Despite advances in treatment of traditional risk factors for cardiovascular disease (CVD), many still remain with residual CVD risk despite optimal medical therapy¹.One such lipid biomarker that confers residual risk is lipoprotein (a) [Lp(a)], which has been associated with premature accelerated atherosclerosis, ischemic heart disease, and calcific aortic stenosis.^2-6. Lp(a) is further recognized in the 2018 ACC/AHA cholesterol guidelines as a risk enhancer ^7,8. While there is no available treatment for Lp(a) alone, multiple therapies directly targeting Lp(a) are currently being evaluated, raising the possibility for Lp(a) to become a modifiable risk factor.

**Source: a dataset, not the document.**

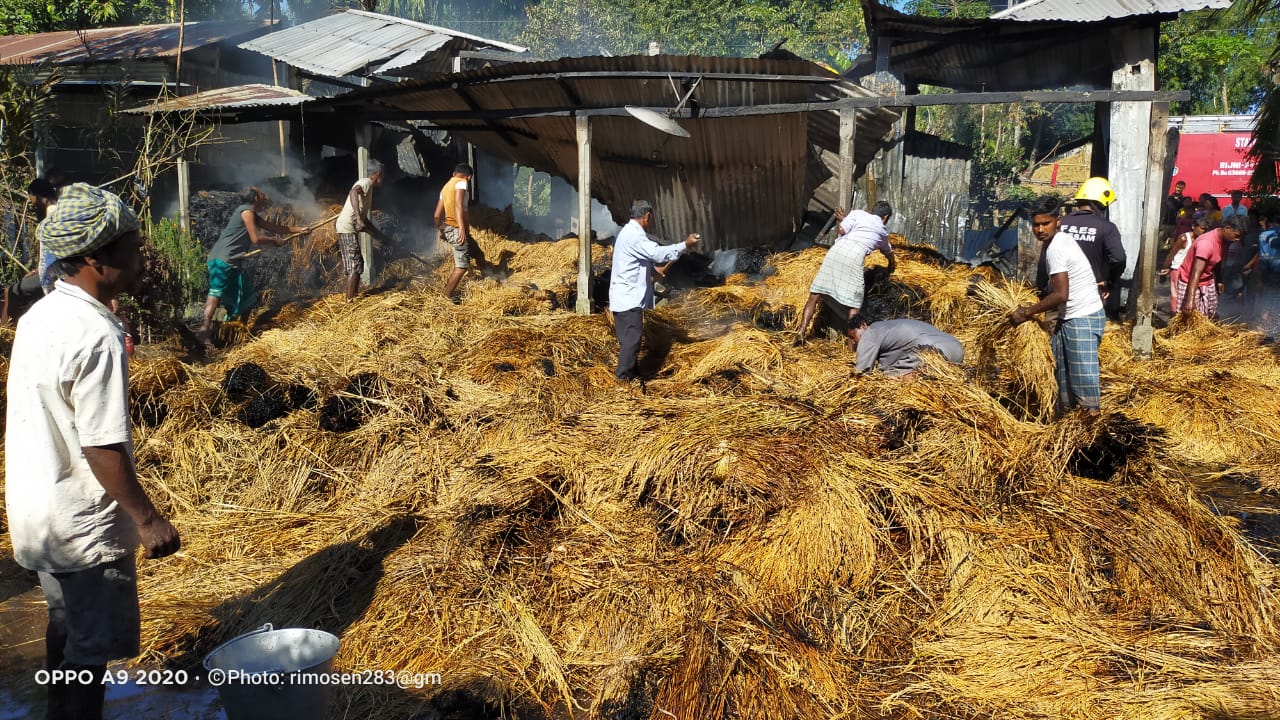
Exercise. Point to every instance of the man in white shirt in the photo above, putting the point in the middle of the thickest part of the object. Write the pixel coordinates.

The Molecular Structure of Lp(a):

Lp(a) is a cholesterol-containing low-density lipoprotein. Similar to a low density lipoprotein cholesterol (LDL-C) particle, Lp(a) particles each contain a single apolipoprotein B100 (apoB). Where Lp(a) particles differ from LDL-C particles is the presence of an apolipoprotein (a) (apo(a)) covalently bound by a single disulfide bond to the apoB molecule (Figure 1). Apo(a) evolved from the plasminogen gene⁹. Normally plasminogen is composed of five kringles (KI, KII, KIII, KIV, and KV) and a protease domain. However, apo(a) does not contain KI, KII, or KIII, but instead varying numbers of KIV, one copy of KV, and an inactive protease domain. Given the differing numbers of KIV repeats, there are several different isoforms of apo(a), and thus several different sizes of Lp(a) (> 40 different isoforms)^9,10. Importantly, each Lp(a) particle also contains a core of cholesterol ester and triglycerides, similar to a low density lipoprotein particle. Therefore, elevated levels of Lp(a) can falsely elevate measured plasma LDL-C levels since traditional clinically used assays cannot distinguish between Lp(a) bound LDL-C and free LDL-C^10-12. Other molecules inside the Lp(a) core include oxidized phospholipids (OxPL).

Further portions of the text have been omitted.